Na semana passada, a seção regional da Conferência Nacional dos Bispos do Brasil (CNBB) e a Arquidiocese de Porto Alegre enviaram aos deputados gaúchos um documento conjunto em que atacavam os itens do Plano que garantiam a diversidade de gênero nas escolas públicas. A carta também foi remetida aos vereadores de 29 cidades sob sua jurisdição, onde há planos municipais em tramitação.

O documento, assinado pelos principais líderes católicos do Rio Grande do Sul, advertia para os riscos da introdução de uma “ideologia de gênero” nos planos em tramitação, que devem ser cadastrados no Ministério da Educação até a próxima quarta-feira. Os religiosos reclamam que foram pegos de surpresa com a inclusão de itens que, segundo a Igreja, “desconstroem valores consagrados pela família”.

O documento também acusava o Plano de distorcer o conceito de homem e mulher. Segundo os bispos, a “ressignificação antropológica” dos papéis masculino e feminino não deve ter “reconhecimento oficial”.

Na Câmara de Vereadores de Porto Alegre, a votação do Plano Municipal de Educação está marcada para esta quarta-feira — prazo limite para a aprovação. Na proposta do documento, a 23ª meta também inclui políticas curriculares para garantir o direito à diversidade e identidade de gênero nas escolas da capital.

O deputado Pedro Ruas (PSOL) lamentou a decisão, considerada por ele como um “retrocesso”.

— Estamos abolindo aqui um direito que é consensual em termos universais. Ensinar respeito às diferenças e contra o preconceito e afirmar a inclusão é uma das tarefas primordiais da escola — criticou o parlamentar.

O arcebispo de Porto Alegre, Dom Jaime Spengler, justificou a pressão sobre o projeto do Plano no que se refere à sexualidade:

— Nossa intenção, ao redigir e divulgar a carta, é que se abrisse o debate para as verdadeiras partes interessadas, que são os pais dos estudantes.

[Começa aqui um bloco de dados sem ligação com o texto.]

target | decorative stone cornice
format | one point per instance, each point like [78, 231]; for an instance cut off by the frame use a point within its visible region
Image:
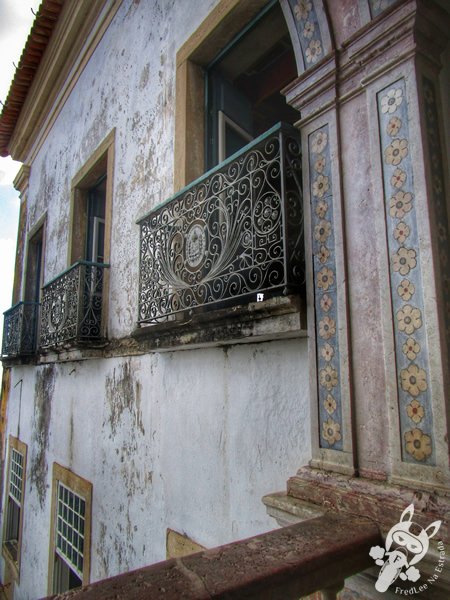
[411, 28]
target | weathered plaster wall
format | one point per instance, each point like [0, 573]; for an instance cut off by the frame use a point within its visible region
[189, 440]
[129, 85]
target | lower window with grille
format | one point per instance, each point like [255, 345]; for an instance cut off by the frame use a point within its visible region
[70, 540]
[12, 529]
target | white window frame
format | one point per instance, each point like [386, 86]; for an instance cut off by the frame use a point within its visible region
[66, 530]
[15, 495]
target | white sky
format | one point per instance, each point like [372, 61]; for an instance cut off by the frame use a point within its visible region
[16, 20]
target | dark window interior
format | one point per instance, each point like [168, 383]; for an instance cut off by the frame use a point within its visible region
[244, 83]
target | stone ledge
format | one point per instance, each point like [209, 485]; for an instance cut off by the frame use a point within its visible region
[377, 500]
[277, 318]
[284, 564]
[281, 317]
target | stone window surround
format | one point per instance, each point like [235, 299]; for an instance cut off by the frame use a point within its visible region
[21, 448]
[83, 488]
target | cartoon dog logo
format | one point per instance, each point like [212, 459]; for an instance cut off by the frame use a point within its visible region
[406, 544]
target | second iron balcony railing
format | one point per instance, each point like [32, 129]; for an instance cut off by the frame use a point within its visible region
[235, 232]
[71, 308]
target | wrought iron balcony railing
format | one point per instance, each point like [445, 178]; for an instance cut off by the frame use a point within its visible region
[234, 232]
[19, 330]
[72, 306]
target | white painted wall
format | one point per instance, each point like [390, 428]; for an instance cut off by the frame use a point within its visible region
[188, 440]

São eles que têm a primazia sobre a educação dos filhos, especialmente no que tange à moral e ao sexo — justificou.

O religioso sustenta que o Plano Nacional de Educação, aprovado em junho do ano passado, não faz menção à adoção da promoção da identidade de gênero como diretriz geral a ser adotada no sistema público.

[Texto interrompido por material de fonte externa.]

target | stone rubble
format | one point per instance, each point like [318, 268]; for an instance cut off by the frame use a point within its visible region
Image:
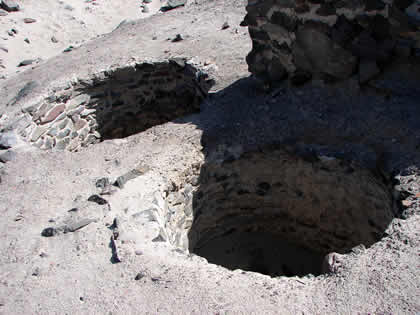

A presidente do Conselho Estadual de Educação, Cecília Farias, reagiu à alteração do documento, debatido em uma dezena de audiências públicas desde 2013.

— A discussão foi plural, coletiva e democrática. Por isso as questões contra o preconceito apareceram de forma tão clara. Há uma dívida histórica da legislação sobre as diferenças de gênero, que existem e precisam ser respeitadas. As iniciativas contrárias a isso são desproporcionais — criticou.

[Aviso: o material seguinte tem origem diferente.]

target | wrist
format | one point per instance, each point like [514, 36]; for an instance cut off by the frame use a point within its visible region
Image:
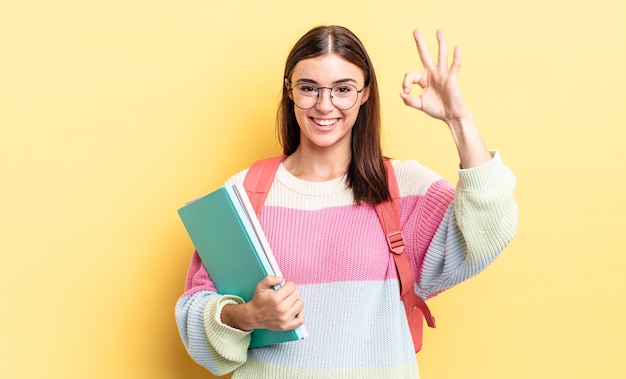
[235, 316]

Os planos estaduais e municipais de educação fazem parte do Plano Nacional de Educação (PNE). Entre elas, a inclusão de crianças e adolescentes na escola, a valorização do professor e os investimentos em educação, que até 2024 devem ser de, no mínimo, o equivalente a 10% do Produto Interno Bruto (PIB). Atualmente o investimento na área é 6,6%.